Nienke Johanna Maria Klaassen, Milou Boswinkel, Nino Chiron Morsink, Alexandra Gil Arranja, Guillaume Cornelis Maria Grinwis, Janneke Molkenboer-Kuenen, Jan Willem Hesselink, Sebastiaan Alexander van Nimwegen, Johannes Frank Wilhelmus Nijsen
Introduction: Holmium-166 microspheres are suitable for micro-brachytherapy for various solid tumours, due to their favourable characteristics regarding treatment and imaging. The purpose of this study was to investigate acute- to long-term toxicity, 3 days to 12 months, biodegradation and in vivo holmium release of two types of holmium-based microspheres, containing poly(L-lactic acid) (Ho-PLLA-MS) or hydroxide (Ho-(OH)3-MS), homogeneously suspended in an injection fluid comprised by colloidal microcrystalline cellulose (MCC) and phosphate buffer in healthy mice.
Methods: 250 mice were included in the study. Non-radioactive holmium-165 microsphere suspensions, were injected subcutaneously on the flank of 150 mice, animals were intensively monitored. CT imaging was performed to visualise the location of the injection site, the distribution of the microspheres and the injection fluid and their possible translocation. Injection site and other relevant tissues were assessed histologically and possible holmium leakage or microsphere migration was examined by analysing the holmium content in the injection site and relevant tissues via inductively coupled plasma analysis (ICP).

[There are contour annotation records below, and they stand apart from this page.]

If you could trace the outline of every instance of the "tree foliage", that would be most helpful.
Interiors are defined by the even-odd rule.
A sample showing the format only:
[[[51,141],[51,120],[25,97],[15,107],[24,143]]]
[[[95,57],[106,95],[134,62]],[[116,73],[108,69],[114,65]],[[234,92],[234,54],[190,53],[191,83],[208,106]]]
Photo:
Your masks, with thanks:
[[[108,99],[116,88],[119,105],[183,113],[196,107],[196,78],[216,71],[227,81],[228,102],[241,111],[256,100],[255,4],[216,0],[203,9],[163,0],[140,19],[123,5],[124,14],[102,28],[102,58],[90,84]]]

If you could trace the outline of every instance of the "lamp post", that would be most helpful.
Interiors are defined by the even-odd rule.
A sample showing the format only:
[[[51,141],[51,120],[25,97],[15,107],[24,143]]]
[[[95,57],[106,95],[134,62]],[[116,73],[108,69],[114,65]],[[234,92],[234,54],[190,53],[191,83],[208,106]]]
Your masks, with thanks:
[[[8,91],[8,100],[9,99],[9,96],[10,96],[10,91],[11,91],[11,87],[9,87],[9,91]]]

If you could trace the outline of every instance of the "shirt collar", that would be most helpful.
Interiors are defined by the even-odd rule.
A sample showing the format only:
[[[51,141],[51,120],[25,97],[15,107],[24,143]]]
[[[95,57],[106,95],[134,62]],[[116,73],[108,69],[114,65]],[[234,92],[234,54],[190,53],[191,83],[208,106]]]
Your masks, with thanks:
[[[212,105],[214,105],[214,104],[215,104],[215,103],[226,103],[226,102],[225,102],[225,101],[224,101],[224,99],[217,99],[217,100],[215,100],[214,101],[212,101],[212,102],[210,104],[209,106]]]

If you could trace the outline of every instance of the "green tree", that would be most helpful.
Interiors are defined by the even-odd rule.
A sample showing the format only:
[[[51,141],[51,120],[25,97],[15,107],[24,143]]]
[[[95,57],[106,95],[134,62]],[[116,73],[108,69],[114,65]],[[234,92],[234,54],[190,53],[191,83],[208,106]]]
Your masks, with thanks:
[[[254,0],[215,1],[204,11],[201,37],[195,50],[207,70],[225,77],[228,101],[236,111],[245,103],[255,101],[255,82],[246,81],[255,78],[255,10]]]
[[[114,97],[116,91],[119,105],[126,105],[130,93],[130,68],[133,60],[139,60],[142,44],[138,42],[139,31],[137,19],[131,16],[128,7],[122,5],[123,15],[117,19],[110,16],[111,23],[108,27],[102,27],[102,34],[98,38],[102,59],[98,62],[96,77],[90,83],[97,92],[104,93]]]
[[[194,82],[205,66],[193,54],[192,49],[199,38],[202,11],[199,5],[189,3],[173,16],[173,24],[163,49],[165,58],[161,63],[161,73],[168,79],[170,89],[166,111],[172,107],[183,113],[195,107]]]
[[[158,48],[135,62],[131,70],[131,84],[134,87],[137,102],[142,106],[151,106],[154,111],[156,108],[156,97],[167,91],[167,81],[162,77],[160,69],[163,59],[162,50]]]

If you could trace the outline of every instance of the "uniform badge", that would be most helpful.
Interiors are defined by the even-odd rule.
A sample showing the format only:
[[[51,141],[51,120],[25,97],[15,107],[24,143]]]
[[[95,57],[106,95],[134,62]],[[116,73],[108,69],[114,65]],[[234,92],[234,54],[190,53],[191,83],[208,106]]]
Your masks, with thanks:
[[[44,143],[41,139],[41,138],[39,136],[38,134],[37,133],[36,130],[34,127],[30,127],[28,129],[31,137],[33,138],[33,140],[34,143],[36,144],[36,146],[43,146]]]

Results: The injection of holmium-165 microspheres suspended in MCC-based injection fluid caused local inflammation ranging from slight to severe. No relevant deviations in haematological or biochemical parameters indicative for acute or chronic systemic toxicity were observed. ICP analysis and CT imaging showed no signs of microsphere translocation from the injection site to other organs.
Conclusion: These findings indicate that the injection fluid (MCC in phosphate buffer) in combination with Ho-(OH)3-MS or Ho-PLLA-MS can potentially be used as administration fluid for controlled localized microsphere delivery. However, prior to clinical application, clinically relevant doses have to be tested in sensitive anatomical regions.